In last week's mini-scrimmage, Gabbert looked fine again, completing 9-of-13 (69%) passes for a solid 79 yards (6.1 per pass).  And on Saturday, he started throwing downfield, meaning the percentage went down and the yards went up.  Throwing mostly to Jerrell Jackson and Wes Kemp, Gabbert was a cool 17-for-29 (59%) for 236 yards (8.1 per pass) and 2 TDs.  So in the three (2.5?) scrimmages, #11 has clocked in a 53-for-79 (67%) performance with 518 yards (6.6 per pass), 3 TDs and 1 INT.  All "It's spring football" disclaimers aside, that's pretty good.  It's on par with what Brad Smith did, and it's at least as good as Chase Daniel's.  If he wants to keep up with Daniel's pace, however, he needs to have one helluva Black & Gold game.  I won't lose any sleep if he doesn't, but that would be the perfect time for a "This is my team" statement.
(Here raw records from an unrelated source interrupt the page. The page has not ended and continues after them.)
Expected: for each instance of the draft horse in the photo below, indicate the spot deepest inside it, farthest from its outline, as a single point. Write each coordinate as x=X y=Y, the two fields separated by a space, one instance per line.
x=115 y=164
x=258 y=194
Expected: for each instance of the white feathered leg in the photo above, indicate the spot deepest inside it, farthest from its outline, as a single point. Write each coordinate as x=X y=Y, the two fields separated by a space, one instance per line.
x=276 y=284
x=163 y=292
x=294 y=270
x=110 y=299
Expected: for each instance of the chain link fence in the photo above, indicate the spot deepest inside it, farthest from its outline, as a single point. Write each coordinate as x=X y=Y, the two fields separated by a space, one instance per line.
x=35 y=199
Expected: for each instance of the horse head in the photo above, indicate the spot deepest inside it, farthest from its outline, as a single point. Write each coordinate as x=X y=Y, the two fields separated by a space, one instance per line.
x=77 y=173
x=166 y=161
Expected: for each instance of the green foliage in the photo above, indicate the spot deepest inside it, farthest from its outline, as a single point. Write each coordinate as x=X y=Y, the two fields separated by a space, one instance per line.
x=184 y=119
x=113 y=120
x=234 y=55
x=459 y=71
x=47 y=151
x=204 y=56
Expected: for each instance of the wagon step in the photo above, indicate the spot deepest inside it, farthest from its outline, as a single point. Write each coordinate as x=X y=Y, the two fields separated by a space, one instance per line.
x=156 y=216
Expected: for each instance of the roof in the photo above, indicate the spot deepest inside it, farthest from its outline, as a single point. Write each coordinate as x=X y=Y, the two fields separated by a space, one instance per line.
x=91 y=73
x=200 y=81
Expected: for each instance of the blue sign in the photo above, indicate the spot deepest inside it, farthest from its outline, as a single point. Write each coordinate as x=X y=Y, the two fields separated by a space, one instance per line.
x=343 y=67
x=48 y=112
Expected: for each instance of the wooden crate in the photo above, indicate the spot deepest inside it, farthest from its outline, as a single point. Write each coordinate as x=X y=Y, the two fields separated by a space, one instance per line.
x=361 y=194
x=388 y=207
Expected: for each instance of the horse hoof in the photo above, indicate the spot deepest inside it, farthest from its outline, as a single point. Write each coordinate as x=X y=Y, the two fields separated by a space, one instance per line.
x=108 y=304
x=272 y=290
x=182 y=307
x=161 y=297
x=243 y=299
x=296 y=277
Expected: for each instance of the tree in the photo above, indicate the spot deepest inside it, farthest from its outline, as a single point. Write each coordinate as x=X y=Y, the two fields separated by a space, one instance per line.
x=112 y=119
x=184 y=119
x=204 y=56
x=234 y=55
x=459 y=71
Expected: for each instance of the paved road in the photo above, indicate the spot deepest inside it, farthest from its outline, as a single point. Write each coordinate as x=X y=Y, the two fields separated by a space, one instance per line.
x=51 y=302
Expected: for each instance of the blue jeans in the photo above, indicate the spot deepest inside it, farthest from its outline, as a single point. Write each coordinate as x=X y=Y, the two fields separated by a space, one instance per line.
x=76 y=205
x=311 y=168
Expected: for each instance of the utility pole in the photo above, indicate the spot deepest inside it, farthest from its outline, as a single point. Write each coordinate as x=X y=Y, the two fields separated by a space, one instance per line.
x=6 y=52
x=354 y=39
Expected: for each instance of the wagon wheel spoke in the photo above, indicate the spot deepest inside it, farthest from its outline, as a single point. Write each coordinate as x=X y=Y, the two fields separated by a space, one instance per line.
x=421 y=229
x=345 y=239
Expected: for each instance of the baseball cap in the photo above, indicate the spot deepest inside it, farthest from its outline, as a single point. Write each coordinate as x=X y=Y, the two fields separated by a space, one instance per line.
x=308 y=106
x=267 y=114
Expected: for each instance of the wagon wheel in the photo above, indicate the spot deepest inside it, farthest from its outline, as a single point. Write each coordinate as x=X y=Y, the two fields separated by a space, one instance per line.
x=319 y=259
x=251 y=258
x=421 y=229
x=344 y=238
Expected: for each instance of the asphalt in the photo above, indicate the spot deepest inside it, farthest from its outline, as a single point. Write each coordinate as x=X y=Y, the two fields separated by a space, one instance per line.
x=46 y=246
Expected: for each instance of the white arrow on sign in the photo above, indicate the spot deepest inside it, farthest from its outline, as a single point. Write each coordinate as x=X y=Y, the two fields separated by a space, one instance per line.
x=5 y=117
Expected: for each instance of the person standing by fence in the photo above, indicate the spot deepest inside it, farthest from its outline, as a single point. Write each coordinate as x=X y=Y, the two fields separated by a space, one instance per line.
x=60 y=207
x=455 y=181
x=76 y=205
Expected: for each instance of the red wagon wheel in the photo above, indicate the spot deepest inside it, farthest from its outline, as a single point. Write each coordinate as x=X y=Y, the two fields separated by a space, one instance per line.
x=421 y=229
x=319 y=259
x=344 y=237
What was the point of this exercise?  There really wasn't one.  As much as you can draw conclusions from spring ball, it's pretty easy to conclude that, with his first spring as #1 QB almost out of the way, Blaine Gabbert has taken the necessary steps to becoming Missouri's next very good starting quarterback.  Or as David Yost put it in yesterday's strong Post-Dispatch feature:

"He's doing all the things we want him to do at this time," said David Yost, Pinkel's new offensive coordinator and longtime quarterbacks coach. "He's really kind of pressing himself into looking like a Big 12 quarterback that can lead a team to victories, and that's what our purpose was this spring — to see how far we can push him and see where he can get to and what he can do for us.

"The better he can do, the better we're going to be."